Bu arada Muharrem İnce‘ nin mitinglerine giderken özel uçak kiraladığı haberlerini yalanlamaması da ayrı bir samimiyetsizlik.Yuvadan atılmış yavru kuş misali milletvekili listelerini öğrendikten sonra verdiği sert tepkiyle “sesim kısıldı” Zonguldak ve Bartın mitinglerini yapmayacağım bahanesi, Kılıçdaroğlu ile görüşüp kendine yakın birkaç milletvekilinin seçilebilecek sıralara yerleştirilmesiyle ortadan kalktı.
Ama İnce’ nin CHP den kurumsal bir destek almadığı apaçık ortada.Hesapların, planların Meral’ in adaylığı üzerine yapıldığı o kadar belli ki.Medya ayağında bile bu durum açıkça görülebiliyor.Akşener tüm kirli geçmişine ve kirli ilişkilerine rağmen sütten çıkmış ak kaşık gibi pazarlanıyor.Seçim yarışında İnce’ yi “tavşan atlet” rolüyle seçim yarışına sürmüşler gibi.
Tıpkı genelde beş bin metre koşularında yarışmacıları daha da hızlandırmak için koşunun başında çok hızlı gidip sonra yarışı terk eden atletlerin siyasi versiyonuna benziyor.Yani amaç yarışı bitirmek değil arkadan gelene destek olmak.Akşener’ in adaylığını öne çıkarmak…
Performansını, vaatlerini ve kullandığı dili dikkate alırsak Cumhurbaşkanlığından çok Yalova’ nın bir mahallesinde Muhtarlığa talip bir havası var.
Her mitinginde plansızlığın ve projesizliğin sonucu gaflarla ve ergen heyecanı ile yıpranma katsayısını çoktan doldurdu.
En son Amerikalılar beni aradı ve “Türkiye FETO’ yu usulüne uygun istememiş” yalanı tam Cem Yılmaz’ lık bir malzeme.Diyecek fazla bir şey yok. Çap ve karat meselesi…Ama tüm bunların altında Meral’in parlatılması var.Tüm yatırım Merral’ e yapılmış.
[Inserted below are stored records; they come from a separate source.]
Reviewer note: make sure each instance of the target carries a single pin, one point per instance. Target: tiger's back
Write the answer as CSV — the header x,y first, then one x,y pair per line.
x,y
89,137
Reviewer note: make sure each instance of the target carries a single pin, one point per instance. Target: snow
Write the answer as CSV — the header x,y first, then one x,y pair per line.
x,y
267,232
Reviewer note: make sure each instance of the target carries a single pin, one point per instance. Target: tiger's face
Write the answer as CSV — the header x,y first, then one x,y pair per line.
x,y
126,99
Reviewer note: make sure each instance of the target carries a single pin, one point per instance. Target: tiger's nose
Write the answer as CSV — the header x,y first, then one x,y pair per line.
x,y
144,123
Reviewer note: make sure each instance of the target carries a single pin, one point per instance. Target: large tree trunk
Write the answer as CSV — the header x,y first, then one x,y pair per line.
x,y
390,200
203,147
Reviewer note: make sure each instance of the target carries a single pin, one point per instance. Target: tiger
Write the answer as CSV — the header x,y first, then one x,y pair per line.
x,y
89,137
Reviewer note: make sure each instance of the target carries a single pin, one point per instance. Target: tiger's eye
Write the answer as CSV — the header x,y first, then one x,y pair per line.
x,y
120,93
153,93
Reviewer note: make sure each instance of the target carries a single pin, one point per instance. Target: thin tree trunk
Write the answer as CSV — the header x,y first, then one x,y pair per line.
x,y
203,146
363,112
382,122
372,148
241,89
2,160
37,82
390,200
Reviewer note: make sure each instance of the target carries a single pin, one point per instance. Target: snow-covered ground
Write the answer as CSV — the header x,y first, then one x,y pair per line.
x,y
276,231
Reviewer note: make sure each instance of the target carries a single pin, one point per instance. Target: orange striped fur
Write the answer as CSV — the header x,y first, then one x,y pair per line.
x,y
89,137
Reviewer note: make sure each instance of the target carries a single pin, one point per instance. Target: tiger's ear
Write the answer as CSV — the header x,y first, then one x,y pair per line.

Bu durum o kadar belli ki..
Meral’in kazanmasının hangi millet düşmanlarına eli kanlı katillere İYİ geleceği gerçeğini ne yapsalar da gizlemek çok zor.
Düşünün onca yaşanmış olaya ve milletin hassasiyetine rağmen en yakınında görev verdiği bir ismin seçime günler kala FETÖ’ den hapse atılmasına sözde özgür ve dürüst kalemlerin ettiği tek laf yok.
Normalde bu tutuklamadan sonra Akşener’ in bırakın seçim kampanyalarına devam etmesini evine kapanıp Kayahan’ın unutulmaz şarkısının “Ben nerde yanlış yaptım Allah’ ım “ nakaratı eşliğinde torununa kazak örmesi lazımdı.
Ama ne gam!
Örneğini Hoşgörü maskeli soysuzlarda sıkça rastladığımız bir yüzsüzlükle ıslık çalarak, milletle alay edercesine yollarına devam ediyorlar.
İşte daha önce de hep söylediğimiz gibi bir Erdoğan var bir de diğerleri…
Diğerlerinin sponsorlarının seçim günü yaklaştıkça daha da çirkinleşip, ülkeye, millete ve milletin adamına her türlü kötülüğü yapmaktan çekinmeyeceklerini de gördük.Erdoğan’ın Bosna ziyareti öncesinde alınan suikast ihbarı bunun en önemli delili.
Sandıkla yenemeyeceklerini anlayıp, alçakça oyunlarla devirmek için planlarının bununla da sınırlı kalmayacağını anlamak zor değil.
Ama ne kirli oyunlarına ne de ahlaksız girişimlerine asla geçit vermeyeceğiz.